File Encryption, Whole-Disk Encryption, and VPNs
In this roundup, I'm specifically looking at products that encrypt files, not at whole-disk solutions like Microsoft's Bitlocker. Whole-disk encryption is an effective line of defense for a single device, but it doesn't help when you need to share encrypted data.
You can use a Virtual Private Network, or VPN, to encrypt your own internet traffic. From your PC to the VPN company's server, all your data is encrypted, and that's a great thing. However, unless you're connected to a secure HTTPS website, your traffic is not encrypted between the VPN server and the site. And of course the VPN's encryption doesn't just magically rub off on files you share. Using a VPN is a great way to protect your internet traffic when you're traveling, but it's not a solution for encrypting your local files.
No Back Doors
When the FBI needed information from the San Bernardino shooter's iPhone, they asked Apple for a back door to get past the encryption. But no such back door existed, and Apple refused to create one. The FBI had to hire hackers to get into the phone.
Why wouldn't Apple help? Because the moment a back door or similar hack exists, it becomes a target, a prize for the bad guys. It will leak sooner or later. In a talk at Black Hat this past summer, Apple's Ivan Krstic revealed that the company has done something similar in their cryptographic servers. Once the fleet of servers is up and running, they physically destroy the keys that would permit modification. Apple can't update them, but the bad guys can't get in either.
All of the products in this roundup explicitly state that they have no back door, and that's as it should be. It does mean that if you encrypt an essential document and then forget the encryption password, you've lost it for good.
Two Main Approaches
Back in the day, if you wanted to keep a document secret you could use a cipher to encrypt it and then burn the original. Or you could lock it up in a safe. The two main approaches in encryption utilities parallel these options.
One type of product simply processes files and folders, turning them into impenetrable encrypted versions of themselves. The other creates a virtual disk drive that, when open, acts like any other drive on your system. When you lock the virtual drive, all of the files you put into it are completely inaccessible.
Similar to the virtual drive solution, some products store your encrypted data in the cloud. This approach requires extreme care, obviously. Encrypted data in the cloud has a much bigger attack surface than encrypted data on your own PC.
Which is better? It really depends on how you plan to use encryption. If you're not sure, take advantage of the 30-day free trial offered by each of these products to get a feel for the different options.
Secure Those Originals
After you copy a file into secure storage, or create an encrypted version of it, you absolutely need to wipe the unencrypted original. Just deleting it isn't sufficient, even if you bypass the Recycle Bin, because the data still exists on disk, and data recovery utilities can often get it back.

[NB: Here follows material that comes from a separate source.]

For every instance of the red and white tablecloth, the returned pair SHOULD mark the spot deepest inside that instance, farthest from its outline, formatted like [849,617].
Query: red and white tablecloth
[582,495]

Some encryption products avoid this problem by encrypting the file in place, literally overwriting it on disk with an encrypted version. It's more common, though, to offer secure deletion as an option. If you choose a product that lacks this feature, you should find a free secure deletion tool to use along with it.

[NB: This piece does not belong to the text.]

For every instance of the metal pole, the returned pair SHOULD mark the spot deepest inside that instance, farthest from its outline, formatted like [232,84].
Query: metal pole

Overwriting data before deletion is sufficient to balk software-based recovery tools. Hardware-based forensic recovery works because the magnetic recording of data on a hard drive isn't actually digital. It's more of a waveform. In simple terms, the process involves nulling out the known data and reading around the edges of what's left. If you really think someone (the feds?) might use this technique to recover your incriminating files, you can set your secure deletion tool to make more passes, overwriting the data beyond what even these techniques can recover.
An encryption algorithm is like a black box. Dump a document, image, or other file into it, and you get back what seems like gibberish. Run that gibberish back through the box, with the same password, and you get back the original.
The U.S. government has settled on Advanced Encryption Standard (AES) as a standard, and all of the products gathered here support AES. Even those that support other algorithms tend to recommend using AES.
If you're an encryption expert, you may prefer another algorithm, Blowfish, perhaps, or the Soviet government's GOST. For the average user, however, AES is just fine.
Public Key Cryptography and Sharing
Passwords are important, and you have to keep them secret, right? Well, not when you use Public Key Infrastructure (PKI) cryptography.
With PKI, you get two keys. One is public; you can share it with anyone, register it in a key exchange, tattoo it on your forehead—whatever you like. The other is private, and should be closely guarded. If I want to send you a secret document, I simply encrypt it with your public key. When you receive it, your private key decrypts it. Simple!
Using this system in reverse, you can create a digital signature that proves your document came from you and hasn't been modified. How? Just encrypt it with your private key. The fact that your public key decrypts it is all the proof you need. PKI support is less common than support for traditional symmetric algorithms.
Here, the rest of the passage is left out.